When invoked, the skill queries the system context (architecture, SLOs, incident history) and reviews existing failure modes and runbooks. It designs experiments with a clear hypothesis and steady state, controls blast radius, activates safety and rollback mechanisms, collects metrics, and captures learnings for remediation and automation.
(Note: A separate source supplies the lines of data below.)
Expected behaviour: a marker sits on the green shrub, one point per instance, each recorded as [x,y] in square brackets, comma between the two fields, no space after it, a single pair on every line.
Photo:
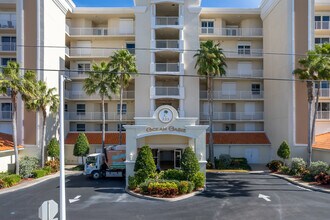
[132,183]
[189,163]
[10,180]
[298,165]
[318,167]
[173,175]
[199,180]
[275,165]
[223,162]
[53,148]
[81,147]
[54,165]
[284,151]
[39,173]
[27,165]
[145,165]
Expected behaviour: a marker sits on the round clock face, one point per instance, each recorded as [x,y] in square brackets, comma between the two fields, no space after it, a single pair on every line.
[165,115]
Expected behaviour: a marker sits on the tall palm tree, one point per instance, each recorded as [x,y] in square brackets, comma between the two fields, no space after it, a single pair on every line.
[123,64]
[43,98]
[18,84]
[313,68]
[211,62]
[101,81]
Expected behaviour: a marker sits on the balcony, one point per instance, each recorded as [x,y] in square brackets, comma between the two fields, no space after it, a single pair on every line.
[234,95]
[247,73]
[158,92]
[80,95]
[97,116]
[8,47]
[322,25]
[234,116]
[6,116]
[232,32]
[99,32]
[243,53]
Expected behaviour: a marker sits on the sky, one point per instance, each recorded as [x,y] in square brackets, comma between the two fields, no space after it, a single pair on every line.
[205,3]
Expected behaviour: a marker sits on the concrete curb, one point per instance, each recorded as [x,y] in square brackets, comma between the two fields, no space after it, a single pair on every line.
[187,196]
[36,181]
[304,185]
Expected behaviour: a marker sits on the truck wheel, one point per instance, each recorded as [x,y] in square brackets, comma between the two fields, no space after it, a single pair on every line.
[96,175]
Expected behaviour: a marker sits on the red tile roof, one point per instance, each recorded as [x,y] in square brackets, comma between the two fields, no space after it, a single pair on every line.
[219,138]
[96,138]
[239,138]
[6,142]
[322,141]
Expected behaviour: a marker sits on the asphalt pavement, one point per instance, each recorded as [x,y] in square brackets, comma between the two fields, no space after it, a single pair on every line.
[228,196]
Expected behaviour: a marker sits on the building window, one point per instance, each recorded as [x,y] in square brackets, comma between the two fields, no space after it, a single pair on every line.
[207,27]
[130,47]
[6,109]
[4,61]
[81,127]
[256,88]
[81,109]
[124,108]
[8,43]
[122,127]
[244,49]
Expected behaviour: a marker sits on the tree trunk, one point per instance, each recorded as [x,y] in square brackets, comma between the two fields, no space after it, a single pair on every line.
[14,116]
[209,99]
[43,137]
[121,107]
[310,94]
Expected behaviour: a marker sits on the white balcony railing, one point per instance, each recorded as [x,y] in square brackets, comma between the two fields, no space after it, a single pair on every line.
[238,53]
[80,95]
[246,73]
[234,116]
[6,115]
[322,25]
[10,46]
[240,32]
[236,95]
[100,32]
[167,44]
[98,116]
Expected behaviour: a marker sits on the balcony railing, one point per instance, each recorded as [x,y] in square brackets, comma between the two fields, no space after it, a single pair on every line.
[166,21]
[80,95]
[90,52]
[6,115]
[234,116]
[246,73]
[238,95]
[233,53]
[240,32]
[98,116]
[8,46]
[100,32]
[322,25]
[167,44]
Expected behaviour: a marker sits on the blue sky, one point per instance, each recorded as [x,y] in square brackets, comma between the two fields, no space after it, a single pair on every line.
[205,3]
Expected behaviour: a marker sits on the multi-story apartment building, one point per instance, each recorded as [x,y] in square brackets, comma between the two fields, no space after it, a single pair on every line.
[257,105]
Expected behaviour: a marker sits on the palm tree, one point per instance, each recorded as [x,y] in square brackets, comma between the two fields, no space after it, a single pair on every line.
[123,64]
[12,79]
[101,81]
[43,98]
[211,62]
[314,67]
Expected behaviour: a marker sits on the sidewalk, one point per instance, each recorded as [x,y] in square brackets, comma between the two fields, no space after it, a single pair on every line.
[28,183]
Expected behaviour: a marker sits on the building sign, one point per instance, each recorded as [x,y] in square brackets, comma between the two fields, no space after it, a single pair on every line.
[165,115]
[170,128]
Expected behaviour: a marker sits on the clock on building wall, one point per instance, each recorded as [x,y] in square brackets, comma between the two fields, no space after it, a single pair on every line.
[165,115]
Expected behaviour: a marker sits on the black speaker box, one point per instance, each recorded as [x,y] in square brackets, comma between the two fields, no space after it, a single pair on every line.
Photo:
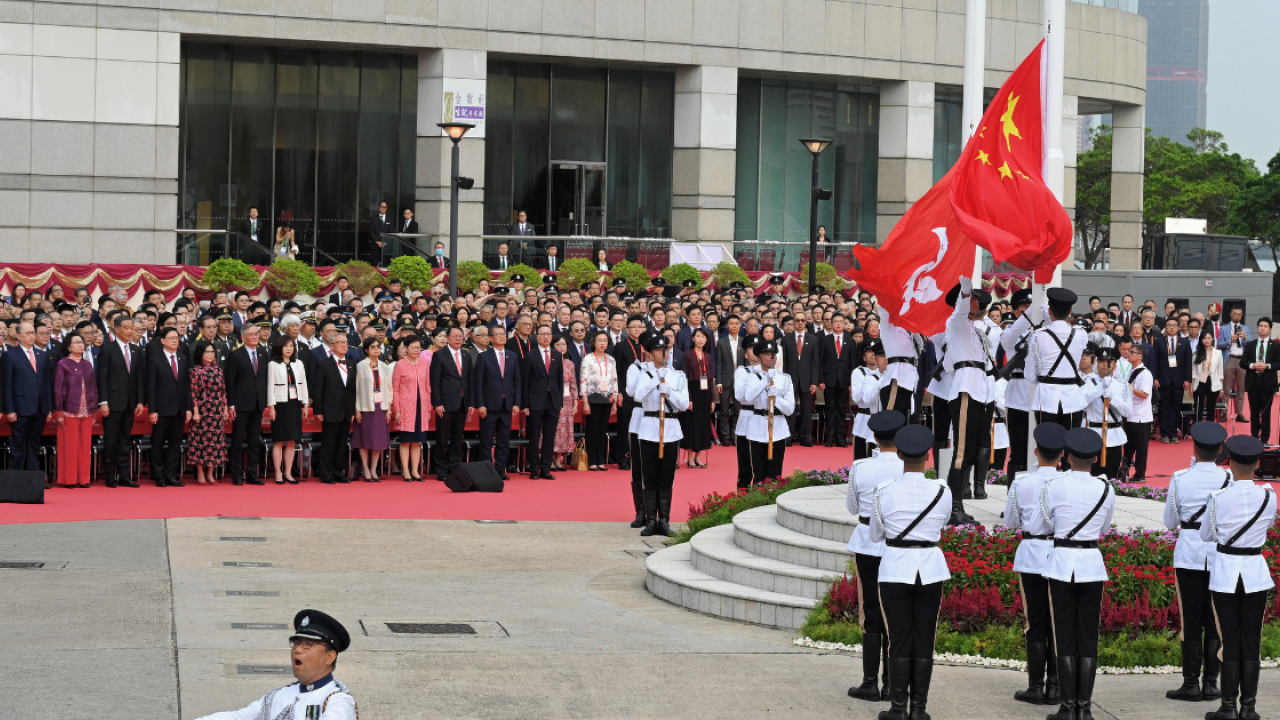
[474,477]
[22,486]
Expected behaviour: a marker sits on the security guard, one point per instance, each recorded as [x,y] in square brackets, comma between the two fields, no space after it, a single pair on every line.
[972,360]
[1078,506]
[1184,509]
[745,420]
[1054,363]
[662,393]
[865,391]
[768,431]
[908,515]
[1237,520]
[316,642]
[1105,395]
[864,477]
[1023,513]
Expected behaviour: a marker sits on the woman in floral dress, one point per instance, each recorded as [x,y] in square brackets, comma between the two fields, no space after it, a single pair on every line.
[208,438]
[565,442]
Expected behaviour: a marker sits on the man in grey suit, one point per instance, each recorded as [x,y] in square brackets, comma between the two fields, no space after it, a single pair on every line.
[728,356]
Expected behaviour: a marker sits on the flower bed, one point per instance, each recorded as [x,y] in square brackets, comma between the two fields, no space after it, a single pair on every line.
[982,605]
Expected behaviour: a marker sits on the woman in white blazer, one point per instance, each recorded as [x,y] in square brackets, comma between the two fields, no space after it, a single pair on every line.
[286,397]
[1206,377]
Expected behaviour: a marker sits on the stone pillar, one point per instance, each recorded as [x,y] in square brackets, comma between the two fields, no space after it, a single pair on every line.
[1128,150]
[461,73]
[705,155]
[905,150]
[88,144]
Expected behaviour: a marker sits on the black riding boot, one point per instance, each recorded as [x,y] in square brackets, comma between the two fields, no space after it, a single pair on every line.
[1034,692]
[1086,669]
[1192,657]
[1066,689]
[922,673]
[1208,684]
[871,669]
[899,675]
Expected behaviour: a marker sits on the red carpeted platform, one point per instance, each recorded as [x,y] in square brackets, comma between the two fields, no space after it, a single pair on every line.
[571,496]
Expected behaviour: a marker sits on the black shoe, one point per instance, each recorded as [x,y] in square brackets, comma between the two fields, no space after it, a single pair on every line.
[1189,689]
[871,669]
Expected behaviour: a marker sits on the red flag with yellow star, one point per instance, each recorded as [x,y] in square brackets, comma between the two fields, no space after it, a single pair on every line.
[999,192]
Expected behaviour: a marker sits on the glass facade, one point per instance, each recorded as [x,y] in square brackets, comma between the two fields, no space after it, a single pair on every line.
[773,169]
[553,131]
[311,139]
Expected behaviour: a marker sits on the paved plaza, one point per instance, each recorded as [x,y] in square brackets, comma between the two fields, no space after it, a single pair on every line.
[144,619]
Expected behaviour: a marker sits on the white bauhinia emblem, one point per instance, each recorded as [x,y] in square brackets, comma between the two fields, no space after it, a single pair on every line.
[924,290]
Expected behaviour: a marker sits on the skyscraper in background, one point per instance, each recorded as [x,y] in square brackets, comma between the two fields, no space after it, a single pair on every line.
[1176,65]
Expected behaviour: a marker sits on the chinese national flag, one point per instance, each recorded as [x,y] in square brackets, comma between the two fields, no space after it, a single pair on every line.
[997,190]
[918,263]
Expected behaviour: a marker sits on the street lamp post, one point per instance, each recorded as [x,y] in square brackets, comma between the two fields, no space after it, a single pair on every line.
[816,146]
[456,131]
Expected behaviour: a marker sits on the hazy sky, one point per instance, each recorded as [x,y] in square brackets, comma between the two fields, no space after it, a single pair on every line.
[1243,83]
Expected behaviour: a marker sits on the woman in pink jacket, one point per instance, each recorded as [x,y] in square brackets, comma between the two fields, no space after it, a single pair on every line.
[411,405]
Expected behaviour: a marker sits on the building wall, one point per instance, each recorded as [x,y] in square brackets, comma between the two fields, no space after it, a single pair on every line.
[120,158]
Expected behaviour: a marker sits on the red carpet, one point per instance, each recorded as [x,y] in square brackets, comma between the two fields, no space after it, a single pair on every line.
[571,496]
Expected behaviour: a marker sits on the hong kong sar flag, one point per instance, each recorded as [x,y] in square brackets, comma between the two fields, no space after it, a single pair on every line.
[997,190]
[923,258]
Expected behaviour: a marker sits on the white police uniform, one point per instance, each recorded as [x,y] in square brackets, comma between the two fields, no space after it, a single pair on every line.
[324,700]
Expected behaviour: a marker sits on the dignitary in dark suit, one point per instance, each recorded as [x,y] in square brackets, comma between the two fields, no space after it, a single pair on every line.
[801,359]
[246,399]
[451,399]
[1261,360]
[122,392]
[333,402]
[28,386]
[496,392]
[1174,377]
[543,387]
[839,359]
[169,401]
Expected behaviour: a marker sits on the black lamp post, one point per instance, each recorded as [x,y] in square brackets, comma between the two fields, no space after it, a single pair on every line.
[814,146]
[456,131]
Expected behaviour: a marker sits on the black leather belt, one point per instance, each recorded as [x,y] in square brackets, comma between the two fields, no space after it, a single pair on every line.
[1244,551]
[1077,545]
[910,543]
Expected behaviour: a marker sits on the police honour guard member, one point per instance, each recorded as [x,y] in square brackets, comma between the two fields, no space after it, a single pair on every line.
[316,695]
[632,378]
[1079,507]
[1237,523]
[772,400]
[662,393]
[1023,513]
[899,379]
[1054,363]
[1018,397]
[864,477]
[908,514]
[1184,509]
[865,392]
[970,360]
[743,377]
[1109,401]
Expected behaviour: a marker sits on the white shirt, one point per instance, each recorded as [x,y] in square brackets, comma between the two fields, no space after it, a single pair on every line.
[1065,502]
[652,392]
[333,697]
[1230,510]
[864,477]
[1023,511]
[895,505]
[1188,497]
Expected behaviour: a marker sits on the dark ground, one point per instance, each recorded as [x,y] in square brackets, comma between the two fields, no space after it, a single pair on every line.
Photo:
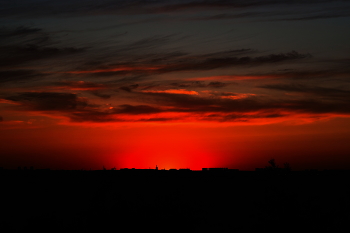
[125,201]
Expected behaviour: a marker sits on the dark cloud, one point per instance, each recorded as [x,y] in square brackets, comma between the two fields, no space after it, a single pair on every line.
[14,76]
[49,101]
[101,95]
[195,84]
[136,109]
[64,8]
[129,88]
[191,63]
[327,92]
[22,44]
[196,104]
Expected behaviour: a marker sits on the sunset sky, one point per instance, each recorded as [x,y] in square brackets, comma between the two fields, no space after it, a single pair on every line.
[178,84]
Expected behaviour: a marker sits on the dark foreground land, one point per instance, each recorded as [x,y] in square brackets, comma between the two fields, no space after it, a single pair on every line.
[125,201]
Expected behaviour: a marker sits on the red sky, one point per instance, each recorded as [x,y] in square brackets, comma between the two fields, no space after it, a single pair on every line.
[178,85]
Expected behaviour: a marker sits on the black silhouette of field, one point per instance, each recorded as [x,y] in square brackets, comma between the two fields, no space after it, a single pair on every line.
[139,200]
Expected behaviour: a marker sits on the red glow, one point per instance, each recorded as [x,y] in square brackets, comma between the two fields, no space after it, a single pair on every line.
[173,91]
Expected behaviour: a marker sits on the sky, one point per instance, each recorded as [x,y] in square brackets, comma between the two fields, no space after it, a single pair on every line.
[178,84]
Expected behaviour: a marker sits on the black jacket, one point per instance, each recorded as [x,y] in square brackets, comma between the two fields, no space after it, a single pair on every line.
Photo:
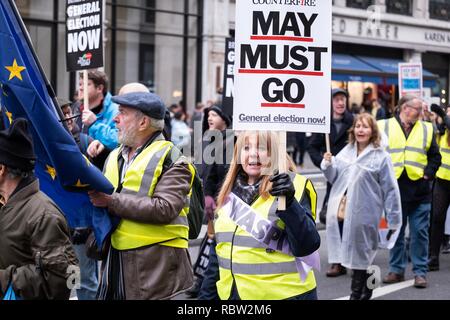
[317,144]
[215,173]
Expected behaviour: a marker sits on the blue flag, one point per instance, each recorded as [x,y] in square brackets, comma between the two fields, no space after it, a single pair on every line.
[64,173]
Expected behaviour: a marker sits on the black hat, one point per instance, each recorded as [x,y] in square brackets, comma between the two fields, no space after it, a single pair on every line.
[63,102]
[218,109]
[150,104]
[16,146]
[336,91]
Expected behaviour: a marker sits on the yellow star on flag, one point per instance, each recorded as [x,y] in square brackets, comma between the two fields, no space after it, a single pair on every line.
[51,171]
[87,161]
[15,70]
[9,115]
[80,185]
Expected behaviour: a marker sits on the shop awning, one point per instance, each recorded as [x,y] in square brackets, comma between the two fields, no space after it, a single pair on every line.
[371,69]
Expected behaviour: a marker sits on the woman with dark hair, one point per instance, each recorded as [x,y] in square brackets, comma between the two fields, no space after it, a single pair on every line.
[364,185]
[441,190]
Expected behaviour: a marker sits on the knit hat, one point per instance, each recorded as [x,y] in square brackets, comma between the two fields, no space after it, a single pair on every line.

Experiments are iterated from non-production to production, increasing complexity while preserving safety.

When to use it

  • Before deploying major architectural or operational changes to validate resilience
  • To proactively discover hidden failure modes and reduce MTTR
  • During regular game days to train teams and validate runbooks
  • When integrating new dependencies or third-party services
  • To verify recovery procedures after incident remediation or DR drills

Best practices

  • Define steady state and hypothesis before any experiment
  • Limit blast radius with environment isolation, traffic percentage, or user segmentation
  • Automate rollback and aim for <30s recovery where possible
  • Collect comprehensive metrics and enable observability before injection
  • Start small, test one variable, then iterate to combined failures
  • Document lessons, update runbooks, and implement fixes promptly

Example use cases

  • Inject network partitions in a staging cluster to verify quorum and leader election
  • Simulate database replica lag and validate failover and data consistency checks
  • Run game day where on-call teams practice incident response for zone outages
  • Automate chaos in CI to catch regressions in resilience during deployment
  • Simulate authentication failures to test fallback flows and alerting

FAQ

How do you keep experiments safe for customers?

Control blast radius, run first in non-production, use feature flags and traffic limits, and ensure automated rollback and monitoring are active before any injection.

What metrics should be collected during an experiment?

Collect service-level metrics (latency, error rates), infrastructure health, business KPIs, and end-to-end traces to validate hypothesis and measure impact.